Mrs Hopkins by Shirley Barrett, Allen & Unwin, 2024
Two years ago, I gifted myself Invocations #3, an art work by Helen Brancatisano when my brilliant cousin, artist Miriam Cullen, held an exhibition with her. It’s three girls in a tree and some abstract cockatoos in the sky. It looks like such a moment of joy and freedom and seemed like a good reminder to play and stop taking everything so seriously.
Then Helen told me that it was part of a series she did based on Cockatoo Island where girls had been locked up for being poor and homeless. The girls rioted about their conditions and the picture was actually them trying to get the attention of a busy working harbour. I liked it even more, now it was also about pluck, freedom and courage.
So, I was thrilled when I found out that Shirley Barrett’s final book was about the Bileola School for girls on Cockatoo Island, the girls who live there and Mrs Hopkins the new school mistress. I ripped through this horrified by colonial NSW and the powers that be but fascinated by the story of those on the island.
The Vaster Wilds by Lauren Groff, Hutchinson Heineman, 2023
This book is a love letter to nature and the resilience of the human spirit. A young girl is running, escaping a plague-ridden frontier town in 1600s America. Her hunger and fear keep her moving ever onwards through the unfamiliar wild country. It’s winter but she is clever and resourceful and after so much time in the natural world, she becomes part of it.
This is written almost like a fairy story, not the Disney kind but one of the older M-rated ones. It’s visceral and dark with danger all around and no guarantee of a happy ending.
Magnolia Parks by Jessa Hastings, Orion, 2021
Magnolia Parks is part of London’s It scene. She’s gorgeous and rich and so are all her friends, particularly BJ Ballentine. BJ and Magnolia are made for each other and were together for years. But then he broke her heart. Now ‘it’s complicated’ and they spend a lot of time doing what people who love/hate each other do.
If only toxic relationships didn’t make for such addictive reading, cos really most of the characters are repulsive and treating each other badly and every cliché of rich and entitled you could imagine…and yet I kept turning those pages like I press ‘next episode’ on a streaming series.

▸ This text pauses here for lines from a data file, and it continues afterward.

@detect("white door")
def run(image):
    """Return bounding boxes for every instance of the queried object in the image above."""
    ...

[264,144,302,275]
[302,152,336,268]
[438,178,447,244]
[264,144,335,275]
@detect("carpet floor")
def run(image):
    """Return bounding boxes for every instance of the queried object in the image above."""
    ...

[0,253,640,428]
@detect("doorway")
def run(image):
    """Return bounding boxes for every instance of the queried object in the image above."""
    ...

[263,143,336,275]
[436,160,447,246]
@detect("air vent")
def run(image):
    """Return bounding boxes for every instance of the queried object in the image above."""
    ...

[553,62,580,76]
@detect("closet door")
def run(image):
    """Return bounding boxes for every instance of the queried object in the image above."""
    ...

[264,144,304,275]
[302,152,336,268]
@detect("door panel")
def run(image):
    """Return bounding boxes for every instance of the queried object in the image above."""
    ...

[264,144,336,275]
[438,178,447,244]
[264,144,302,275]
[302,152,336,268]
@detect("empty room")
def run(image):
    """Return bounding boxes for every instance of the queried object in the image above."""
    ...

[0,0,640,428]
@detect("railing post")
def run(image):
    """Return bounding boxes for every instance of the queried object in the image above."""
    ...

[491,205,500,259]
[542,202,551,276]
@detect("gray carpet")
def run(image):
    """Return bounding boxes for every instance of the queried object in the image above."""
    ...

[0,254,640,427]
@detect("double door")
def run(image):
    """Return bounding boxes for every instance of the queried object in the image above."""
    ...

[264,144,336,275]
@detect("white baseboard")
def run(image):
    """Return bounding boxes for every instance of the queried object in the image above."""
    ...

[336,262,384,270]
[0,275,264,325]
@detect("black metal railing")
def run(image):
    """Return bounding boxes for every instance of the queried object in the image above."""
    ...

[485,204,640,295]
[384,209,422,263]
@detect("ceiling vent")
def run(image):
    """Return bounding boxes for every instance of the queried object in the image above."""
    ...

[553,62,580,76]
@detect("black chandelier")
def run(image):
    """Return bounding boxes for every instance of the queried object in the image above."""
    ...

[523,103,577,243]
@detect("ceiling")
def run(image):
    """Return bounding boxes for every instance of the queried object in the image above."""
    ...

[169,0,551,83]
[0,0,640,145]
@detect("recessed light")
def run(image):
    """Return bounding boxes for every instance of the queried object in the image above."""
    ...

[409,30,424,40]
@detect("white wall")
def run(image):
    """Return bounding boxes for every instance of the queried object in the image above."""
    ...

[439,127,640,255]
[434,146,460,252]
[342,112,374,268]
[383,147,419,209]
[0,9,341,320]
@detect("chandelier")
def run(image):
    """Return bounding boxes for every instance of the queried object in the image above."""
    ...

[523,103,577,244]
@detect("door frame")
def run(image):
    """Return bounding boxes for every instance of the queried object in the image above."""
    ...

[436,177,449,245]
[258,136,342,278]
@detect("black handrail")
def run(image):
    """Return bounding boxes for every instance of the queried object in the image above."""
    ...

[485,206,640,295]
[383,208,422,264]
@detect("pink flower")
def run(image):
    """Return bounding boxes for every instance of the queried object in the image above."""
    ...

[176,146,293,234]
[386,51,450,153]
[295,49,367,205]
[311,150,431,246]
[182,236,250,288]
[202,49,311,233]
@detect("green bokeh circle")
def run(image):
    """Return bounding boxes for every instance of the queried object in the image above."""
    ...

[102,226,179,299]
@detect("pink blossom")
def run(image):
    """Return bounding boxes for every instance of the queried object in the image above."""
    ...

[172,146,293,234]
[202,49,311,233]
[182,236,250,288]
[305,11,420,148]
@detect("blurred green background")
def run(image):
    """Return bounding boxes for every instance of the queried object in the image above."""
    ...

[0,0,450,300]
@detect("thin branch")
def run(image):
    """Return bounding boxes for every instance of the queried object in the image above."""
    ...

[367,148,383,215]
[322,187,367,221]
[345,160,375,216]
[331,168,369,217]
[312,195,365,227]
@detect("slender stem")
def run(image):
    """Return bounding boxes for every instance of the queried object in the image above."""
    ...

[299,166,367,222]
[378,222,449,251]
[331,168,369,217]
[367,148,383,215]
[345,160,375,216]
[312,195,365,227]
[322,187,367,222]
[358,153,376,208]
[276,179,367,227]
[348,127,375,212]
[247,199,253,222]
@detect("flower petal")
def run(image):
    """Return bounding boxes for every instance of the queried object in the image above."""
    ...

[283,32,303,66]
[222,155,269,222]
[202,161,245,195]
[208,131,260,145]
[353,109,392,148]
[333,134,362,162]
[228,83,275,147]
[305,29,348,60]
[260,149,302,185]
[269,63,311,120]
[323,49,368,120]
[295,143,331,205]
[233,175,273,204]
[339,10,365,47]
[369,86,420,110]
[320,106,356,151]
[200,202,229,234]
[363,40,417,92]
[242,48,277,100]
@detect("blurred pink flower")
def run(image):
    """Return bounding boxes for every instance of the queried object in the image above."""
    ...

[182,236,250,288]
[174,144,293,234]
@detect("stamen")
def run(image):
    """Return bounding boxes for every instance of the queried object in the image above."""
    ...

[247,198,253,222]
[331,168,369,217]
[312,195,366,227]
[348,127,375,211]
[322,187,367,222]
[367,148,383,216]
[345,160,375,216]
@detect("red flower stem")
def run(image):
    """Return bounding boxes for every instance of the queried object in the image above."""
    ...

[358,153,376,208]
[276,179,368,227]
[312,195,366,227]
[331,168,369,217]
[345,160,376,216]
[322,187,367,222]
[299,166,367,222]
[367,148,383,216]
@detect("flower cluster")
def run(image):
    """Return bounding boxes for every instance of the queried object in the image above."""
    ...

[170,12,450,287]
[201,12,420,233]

Confessions of a Bookseller by Shaun Bythell, Profile Books, 2019
As a reader and a writer, book shops are one of those cherished places. Secondhand bookshops maybe even more for the serendipity factor. You can’t know what you’re going in for because you can’t know what you’re going to find.
I like these bookseller books that diarise their days. Each one has it’s own feel depending on where it is. Shaun Bythells’ bookshop is in Wigtown, Scotland. It’s frequented by locals and tourists and from his anecdotes it’s clear that ‘there’s naught as queer as folk’.
His buying trips were also a good read. He spends a lot of time driving out to remote castles and manors houses looking through their libraries, uncovering originals and rarities. For someone in Australia, it’s crazy how calm he is about having books from the 16th Century on the shelves!!
I did a little search and was happy to see that his bookshop is still open. He survived COVID and thus far the Amazon encroachment of all things retail. Wigtown is also home to The Open Book, an airbnb you can rent if you want to run a book shop for a week – apparently booked out for the next 3 years. Who knew?
Cool Water by Myfanwy Jones, Hachette, 2024
The Tinaroo Dam is a piece of history for the Herbert family. Victor Herbert was the butcher for the temporary town that serviced the workers. His son, Joe Herbert, used to take the family there and now his son, Frank Herbert is there for his daughter’s wedding.
But history isn’t water under a bridge (or low in a dam) and each of the Herbert men lives with ghost of the previous generation.
Set in the 1950s and now, this is the gnarly landscape of family dynamics and all that’s been left unsaid for too long. Oh humans!